Emergency Department Triage for At Risk Populations

Project 2.b.iii Emergency Department Triage for At-Risk Populations

Alliance staff contact: Kristen Scholl | 518.701.2281

Objective: Develop an evidence-based care coordination and transition care program that will assist patients to link with a primary care physician/practitioner, support patient confidence in understanding self-management of personal health condition(s), improve provider to provider communication, and provide supportive assistance to transitioning members to the least restrictive environment.

Project Description: Emergency departments are often used by patients to receive non-urgent services for many reasons including convenience, lack of primary care physician, perceived lack of availability of primary care physician, perception of rapid care, perception of higher quality care and familiarity. This project will impact avoidable emergency department use, emphasizing the availability of the patient’s primary care physician/practitioner. This will be accomplished by making open access scheduling and extending hours, using electronic health records (EHRs), as well as making patient navigators available. The key to this project’s success will be to connect frequent emergency department users with the Patient-Centered Medical Home (PCMH) providers available to them.

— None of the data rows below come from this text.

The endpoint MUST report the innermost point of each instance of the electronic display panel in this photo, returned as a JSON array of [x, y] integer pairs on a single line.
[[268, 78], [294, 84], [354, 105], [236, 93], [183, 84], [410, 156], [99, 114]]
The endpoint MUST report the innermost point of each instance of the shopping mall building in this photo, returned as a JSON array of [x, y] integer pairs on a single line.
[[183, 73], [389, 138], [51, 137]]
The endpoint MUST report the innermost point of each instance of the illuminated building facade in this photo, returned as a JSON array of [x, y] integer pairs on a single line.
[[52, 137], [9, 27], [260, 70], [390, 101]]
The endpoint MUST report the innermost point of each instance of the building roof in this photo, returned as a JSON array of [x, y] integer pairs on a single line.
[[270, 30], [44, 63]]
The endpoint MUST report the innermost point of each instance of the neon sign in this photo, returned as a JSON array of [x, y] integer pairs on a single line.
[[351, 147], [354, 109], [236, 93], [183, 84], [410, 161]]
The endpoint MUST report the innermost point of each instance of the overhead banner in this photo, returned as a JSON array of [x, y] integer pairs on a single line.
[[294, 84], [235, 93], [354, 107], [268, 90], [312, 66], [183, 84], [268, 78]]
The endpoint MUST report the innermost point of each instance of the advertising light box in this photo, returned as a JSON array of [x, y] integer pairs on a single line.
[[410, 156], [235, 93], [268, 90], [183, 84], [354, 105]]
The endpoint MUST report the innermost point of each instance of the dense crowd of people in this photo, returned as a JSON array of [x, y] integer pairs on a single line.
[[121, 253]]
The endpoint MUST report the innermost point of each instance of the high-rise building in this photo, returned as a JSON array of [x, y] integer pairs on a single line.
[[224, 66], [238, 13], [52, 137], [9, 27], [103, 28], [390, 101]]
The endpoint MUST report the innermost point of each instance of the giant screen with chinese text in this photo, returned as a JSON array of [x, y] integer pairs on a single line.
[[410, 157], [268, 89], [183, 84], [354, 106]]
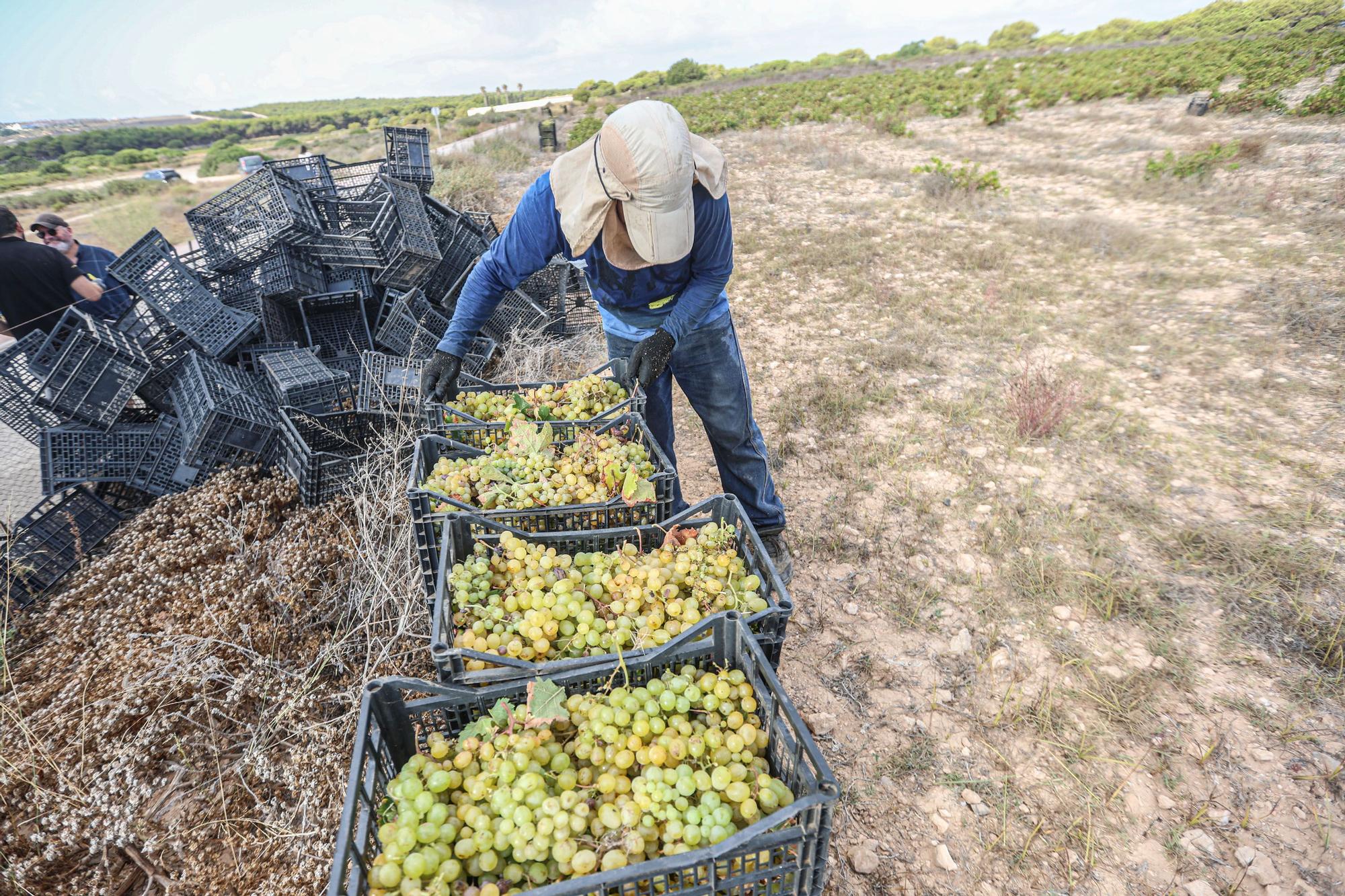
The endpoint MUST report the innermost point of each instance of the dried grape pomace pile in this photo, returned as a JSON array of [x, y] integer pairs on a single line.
[[181, 702], [529, 602], [567, 786], [582, 399], [531, 471]]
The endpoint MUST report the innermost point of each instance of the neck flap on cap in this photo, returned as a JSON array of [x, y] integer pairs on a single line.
[[584, 204]]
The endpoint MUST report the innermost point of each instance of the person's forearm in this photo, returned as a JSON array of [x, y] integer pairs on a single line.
[[481, 296], [692, 307]]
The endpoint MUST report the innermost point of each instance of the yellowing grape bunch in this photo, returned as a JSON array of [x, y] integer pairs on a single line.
[[529, 602], [528, 471], [592, 782], [583, 399]]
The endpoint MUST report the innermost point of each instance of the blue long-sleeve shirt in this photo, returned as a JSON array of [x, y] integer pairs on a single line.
[[692, 287]]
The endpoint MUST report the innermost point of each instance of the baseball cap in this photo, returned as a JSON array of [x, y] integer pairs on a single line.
[[48, 220], [645, 161]]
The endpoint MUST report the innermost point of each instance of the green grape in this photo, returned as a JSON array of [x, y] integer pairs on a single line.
[[619, 778], [583, 399]]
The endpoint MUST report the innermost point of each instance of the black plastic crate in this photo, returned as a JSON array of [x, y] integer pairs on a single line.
[[323, 451], [123, 498], [20, 388], [389, 385], [783, 853], [461, 244], [562, 290], [91, 369], [310, 173], [392, 385], [349, 279], [299, 380], [356, 179], [430, 510], [439, 416], [225, 413], [348, 231], [50, 540], [517, 313], [249, 356], [336, 327], [408, 157], [479, 354], [161, 469], [412, 327], [286, 272], [165, 345], [769, 626], [73, 454], [282, 322], [406, 232], [154, 272], [245, 221]]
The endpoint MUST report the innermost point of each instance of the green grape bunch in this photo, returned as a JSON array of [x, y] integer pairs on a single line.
[[583, 399], [529, 602], [591, 782], [529, 471]]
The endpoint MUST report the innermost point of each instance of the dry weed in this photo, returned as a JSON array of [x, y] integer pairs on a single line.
[[1040, 399]]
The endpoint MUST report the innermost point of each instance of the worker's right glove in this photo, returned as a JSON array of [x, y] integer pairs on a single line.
[[439, 377], [650, 358]]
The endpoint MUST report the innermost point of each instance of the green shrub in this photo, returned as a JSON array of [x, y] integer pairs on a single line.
[[996, 106], [685, 71], [965, 178], [1199, 165], [583, 130], [224, 158]]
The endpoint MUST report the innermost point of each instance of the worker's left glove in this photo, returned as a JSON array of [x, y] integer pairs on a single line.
[[650, 358], [439, 377]]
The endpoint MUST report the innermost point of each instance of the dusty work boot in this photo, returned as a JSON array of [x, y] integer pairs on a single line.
[[781, 555]]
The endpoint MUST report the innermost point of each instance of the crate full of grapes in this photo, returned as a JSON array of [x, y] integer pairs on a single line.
[[683, 770], [599, 395], [552, 477], [513, 604]]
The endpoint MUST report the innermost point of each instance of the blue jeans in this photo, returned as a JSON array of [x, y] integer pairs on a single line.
[[709, 368]]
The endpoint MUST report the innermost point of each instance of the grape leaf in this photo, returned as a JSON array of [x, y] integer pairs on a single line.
[[481, 728], [637, 490], [545, 702], [679, 536], [529, 439]]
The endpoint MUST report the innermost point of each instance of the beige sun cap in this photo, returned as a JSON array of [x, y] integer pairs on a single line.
[[646, 159], [645, 162]]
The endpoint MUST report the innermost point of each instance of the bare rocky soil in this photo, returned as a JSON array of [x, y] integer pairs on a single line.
[[1105, 659]]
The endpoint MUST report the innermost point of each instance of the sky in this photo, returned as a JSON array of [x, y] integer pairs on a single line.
[[111, 58]]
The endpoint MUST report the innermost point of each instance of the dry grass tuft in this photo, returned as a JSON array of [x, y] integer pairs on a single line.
[[525, 357], [1040, 399], [1312, 311]]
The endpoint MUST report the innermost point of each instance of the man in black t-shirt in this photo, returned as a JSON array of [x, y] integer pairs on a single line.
[[36, 282]]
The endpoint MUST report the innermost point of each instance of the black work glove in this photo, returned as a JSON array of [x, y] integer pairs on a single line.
[[439, 377], [650, 358]]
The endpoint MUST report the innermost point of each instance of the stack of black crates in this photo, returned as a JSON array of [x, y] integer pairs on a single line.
[[293, 337]]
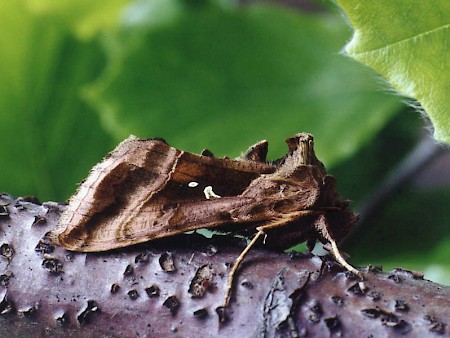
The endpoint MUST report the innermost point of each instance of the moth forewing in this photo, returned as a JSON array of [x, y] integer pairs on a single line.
[[145, 189]]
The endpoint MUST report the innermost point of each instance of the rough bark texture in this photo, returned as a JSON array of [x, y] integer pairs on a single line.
[[172, 288]]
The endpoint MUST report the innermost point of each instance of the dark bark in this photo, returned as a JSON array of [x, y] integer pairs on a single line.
[[172, 288]]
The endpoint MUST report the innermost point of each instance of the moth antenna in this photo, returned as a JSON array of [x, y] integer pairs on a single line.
[[236, 266]]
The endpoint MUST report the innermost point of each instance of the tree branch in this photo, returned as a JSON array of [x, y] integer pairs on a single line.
[[173, 287]]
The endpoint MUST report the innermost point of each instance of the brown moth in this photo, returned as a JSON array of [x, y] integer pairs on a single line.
[[145, 189]]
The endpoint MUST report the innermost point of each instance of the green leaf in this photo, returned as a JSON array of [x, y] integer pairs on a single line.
[[407, 42], [84, 17], [49, 136], [412, 231], [224, 78]]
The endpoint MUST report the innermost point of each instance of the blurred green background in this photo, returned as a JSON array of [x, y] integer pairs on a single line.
[[78, 77]]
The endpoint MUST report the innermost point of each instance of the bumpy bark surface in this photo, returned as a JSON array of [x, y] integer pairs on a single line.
[[172, 288]]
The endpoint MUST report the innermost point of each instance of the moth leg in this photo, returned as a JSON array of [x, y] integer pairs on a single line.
[[236, 266], [311, 243], [337, 255], [287, 218], [321, 226]]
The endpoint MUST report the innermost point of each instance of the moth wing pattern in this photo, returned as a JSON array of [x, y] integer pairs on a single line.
[[142, 191], [146, 189]]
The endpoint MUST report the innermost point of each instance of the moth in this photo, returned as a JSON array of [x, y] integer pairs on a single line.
[[146, 189]]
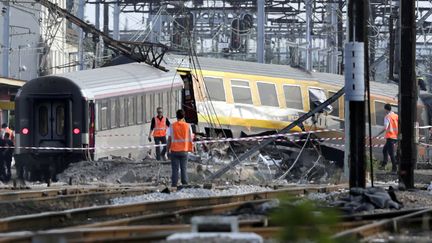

Definition of Engaged Patient: The number of participating patients presenting to the emergency department who, after medical screening examination, were successfully redirected to a primary care provider as demonstrated by a scheduled appointment.

Project Requirements: 

  • Establish emergency department (ED) care triage program for at-risk populations.
  • Participating EDs will establish partnerships to community primary care providers with an emphasis on those that are PCMHs and have open access scheduling:
    • Achieve NCQA 2014 Level 3 Medical Home standards or NYS Advanced Primary Care Model standards by the end of DSRIP Year 3.
    • Develop process and procedures to establish connectivity between the emergency department and community primary care providers.
    • Ensure real time notification to a Health Home care manager as applicable”
  • For patients presenting with minor illnesses who do not have a primary care provider:
    • Patient navigators will assist the presenting patient to receive an immediate appointment with a primary care provider, after required medical screening examination, to validate a non-emergency need.
    • Patient navigator will assist the patient with identifying and accessing needed community support resources.
    • Patient navigator will assist the member in receiving a timely appointment with that provider’s office (for patients with a primary care provider).”
  • Established protocols allowing ED clinicians and first responders – under supervision of the ED practitioners – to transport patients with non-acute disorders to alternate care sites, including the PCMH to receive more appropriate level of care. (This requirement is optional.)
  • Use electronic health records (EHRs) and other technical platforms to track all patients engaged in the project.